Commercialized robots, whether they’re being used in Amazon shipping warehouses or Tesla giga-factories, still have trouble picking up irregularly shaped objects. Robotic arms are typically relegated to moving cargo of similar size and have yet to require the skills to pick up oddly-shaped objects like shoes, open boxes, furniture, or recreational equipment. Until now, that is.
DexNet: The Most Nimble Robot Yet
Introducing DexNet 2.0 – a state-of-the-art robot designed by researchers at UC Berkeley to reinvent automation. Equipped with machine learning technology and the finger dexterity to grasp real-world objects at a 99% success rate, DexNet is poised to disrupt the industrial manufacturing industry.

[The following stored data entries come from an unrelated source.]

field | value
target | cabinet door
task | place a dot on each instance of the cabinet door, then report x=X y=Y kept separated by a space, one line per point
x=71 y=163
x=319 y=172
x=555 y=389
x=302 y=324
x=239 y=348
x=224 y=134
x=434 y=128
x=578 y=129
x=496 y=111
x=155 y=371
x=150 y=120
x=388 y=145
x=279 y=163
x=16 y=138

Described in the Berkeley News as “the most nimble-fingered robot yet,” the DexNet 2.0 attaches to a robotic arm and comes with a built-in neural network of 6.7 million data points that recognizes thousands of irregular shapes. By creating an intuitive robot that relies on machine learning to grasp irregular shapes, Roboticists at UC Berkeley engineered an intuitive robot that recognizes one shape from the other. By not only accessing an abundance of information stored in a cloud but learning from it with real-world interactions, the sky is the limit for Berkeley’s robot.
UC Berkeley’s Research
Stephanie Tellex, an assistant professor at Brown University who specializes in robot learning told MIT Technology Review, “It’s hard to collect large data sets of robotic data. This research is exciting because it shows that a simulated data set can be used to train a model for gasping. And this model translates to real success on a physical robot.”
With a team that includes Berkeley professor Ken Goldberg, postdoctoral researcher Jeff Mahler, and The Laboratory for Automation Science and Engineering (AUTOLAB), the DexNet 2.0 prototype is certainly in good hands. “We can generate sufficient training data for deep neural networks in a day or so instead of running months of physical trials on a real robot,” says Mahler.
Robotics & Deep Learning Technology
With that being said, there is plenty of research left unfinished and trials still in progress before moving DexNet from the development phase to fully commercialized industrial robot. Thankfully, the UC Berkeley team is collaborating with Juan Aparicio – a research group head at Siemens in the hopes of making the transition from prototype to working robot a seamless one.
One thing is for sure, the researchers at UC Berkeley have paved the way for new developments in robotics and artificial intelligence. The collaboration between the two fields has yielded a more capable dexterous robot that is both 3x’s faster than its predecessor and moves irregular objects 99% of the time – something that has never been done before. “We’re producing better results but without that kind of experimentation,” says professor Ken Goldberg in an interview with MIT. “We’re very excited about this.”
Whether it’s the DOBOT M1, the uArm Swift Pro, or the DexNet 2.0, gesture-based robotic arms with precise repeatability rely heavily on machine learning. From clinical work inside hospitals to selecting the right products inside Amazon shipping facilities, robotics is the future of automation and will have a major impact on our supply chain management processes.